このチップは10ピンのMSOPで、写真にようにピンセットの先ほどの大きさです。

変換基板に取り付けましたが、ピンのピッチは0.5なので、半田付けにはちょっと技術が必要です。

まずチップをゲルタイプの瞬間接着剤で正確な位置に仮止めしておきます。

フラックスをほんのわずか塗って、すべてのピンにわざとまたがるくらい半田を盛ります。

半田吸い取り線で、余分な半田を吸い取って、出来上がり。

慣れれば簡単ですが、最初は数個パーにする覚悟がいります(笑)。

このDDSは、マスタクロック(MCLK)周波数は最高25MHzで、その場合最高発振周波数(ナイキスト周波数)は12.5MHzとなり、分解能は0.1Hzです。

今回は手持ち部品の関係で、20MHzのクリスタルを使用したので、10MHzまでのプログラマブルオシレータとして、実験してみました。この場合の分解能は約0.075Hzです。

イメージ 2

写真2 PSoC3にAD9833 DDSを接続して波形発生の実験 ロータリーエンコーダで周波数を変更する

インターフェースはSPIなので、マイコンで簡単にコントロールできます。

SPIのクロックは、40MHzまで対応しているので、スイーパーにもできそうです。

方形波だけでよいなら、内部のADコンバータを止めて省エネできます。

周波数レジスタ(28ビット)と位相レジスタを2組み持っており、位相の異なる2つの周波数を瞬時に切り替えることができます。無線機やFSK変調などに便利ですね。周波数の変更は、使っていない方のレジスタに行い、レジスタを切り替える方法で行うのが正しいやり方のようですが、今回はFREQ0レジスタのみを変更しています。

ほとんど外付け回路を必要としませんが、出力周波数が高くなるとサイン波とはほど遠い波形になるので、フィルターを通してやる必要があります。今回はフィルターを通さず、発生波形をそのまま観測することにしました。

PSoC3のコンポーネントについてですが、

設定周波数の表示にI2C LCDを使用したので、I2Cコンポーネントを使用ています。

周波数は1000KHzから上の桁をロータリーエンコーダで設定できるようにしました。このためのデジタル入力ピンコンポーネントを2つ使用しました。

赤ボタンで変更する桁を指定できます。変更可能な桁はカーソルが表示されます。

青ボタンで、サイン波、三角波、方形波を指定できます。

これらのボタン用にデジタル入力ピンを2つ使用しました。

ロータリーエンコーダ用に1msのクロック割り込みを使用します。

AD9833のコントロールにSPIですので、SPIコンポーネントを使用します。

【schematic】

イメージ 12

写真3 黄色ボタン、緑ボタンは今回使用していない

AD9833への周波数の設定のプログラミングは簡単です。

まず、周波数を設定するための数値を以下の式で計算します。

設定する数値 = 設定したい周波数 / (MCLK / 2**28)

今回MCLKは20MHz、2の28乗(周波数レジスタは28ビット長)は2,684,354,560ですから、分母は20,000,000 / 684,354,560 = 0.074505806と計算できます。これは固定値ですのであらかじめ計算しておきます。

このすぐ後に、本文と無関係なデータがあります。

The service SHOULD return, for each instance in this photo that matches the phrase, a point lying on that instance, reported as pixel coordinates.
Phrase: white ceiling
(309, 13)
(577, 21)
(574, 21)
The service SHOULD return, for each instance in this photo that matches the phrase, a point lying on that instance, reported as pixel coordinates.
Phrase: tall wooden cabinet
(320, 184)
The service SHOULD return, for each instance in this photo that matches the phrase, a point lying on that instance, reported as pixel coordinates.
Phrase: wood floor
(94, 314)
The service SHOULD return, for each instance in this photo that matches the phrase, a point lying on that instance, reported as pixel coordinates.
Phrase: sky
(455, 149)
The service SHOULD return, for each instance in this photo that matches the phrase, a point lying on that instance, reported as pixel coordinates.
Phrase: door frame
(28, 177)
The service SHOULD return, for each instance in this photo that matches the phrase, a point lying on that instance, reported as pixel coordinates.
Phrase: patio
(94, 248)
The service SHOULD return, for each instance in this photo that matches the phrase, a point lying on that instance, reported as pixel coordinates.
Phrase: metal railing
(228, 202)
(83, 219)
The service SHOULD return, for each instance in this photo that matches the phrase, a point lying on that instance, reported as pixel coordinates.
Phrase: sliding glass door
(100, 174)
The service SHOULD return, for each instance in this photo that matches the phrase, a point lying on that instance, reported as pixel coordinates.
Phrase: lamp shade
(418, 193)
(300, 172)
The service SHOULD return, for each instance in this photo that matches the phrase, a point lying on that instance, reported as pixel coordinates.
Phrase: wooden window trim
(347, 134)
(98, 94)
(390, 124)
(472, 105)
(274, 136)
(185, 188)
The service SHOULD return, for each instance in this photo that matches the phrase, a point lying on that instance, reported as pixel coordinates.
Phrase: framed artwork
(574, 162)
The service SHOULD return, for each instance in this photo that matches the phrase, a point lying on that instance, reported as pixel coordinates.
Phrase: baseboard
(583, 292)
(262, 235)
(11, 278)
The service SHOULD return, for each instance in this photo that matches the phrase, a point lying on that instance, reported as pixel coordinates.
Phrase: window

例えば設定したい周波数が1MHzの場合は、1,000,000 / 0.074505806 = 13421773となり、16進では0xCCCCCCです。

この計算結果を、14ビットずつ2つに分けて、AD9833に送ります。

14ビットは右寄せです。

まず0xCCCCCCの下位14ビットを、取り出すと0xCCCです。これがLSBワードです。

上位14ビットを14回右シフトして取り出すと、0x333です。これがMSBワードです。

最後に、AD9833は周波数設定レジスタが2個(FREQ0, FREQ1レジスタ)あるので、そのどちらかを指定する2ビットを最上位に付けます。

FREQ0の場合は、01なので、0x4000と論理和をとって、16ビットとし、AD9834に送ります。

LSB 0xCCC | 0x4000 = 0x4CCC
MSB 0x333 | 0x4000 = 0x4333

LSBとMSBのどちらを先に送っても構いませんが、直前にコントロールワードを送って指示します。

コントロールワードでは、14ビット分割転送、LSB/MSB、FREQ0/1のどちらを出力するか、PHASE0/1いずれのフェーズレジスタを使用するかなどを指定します。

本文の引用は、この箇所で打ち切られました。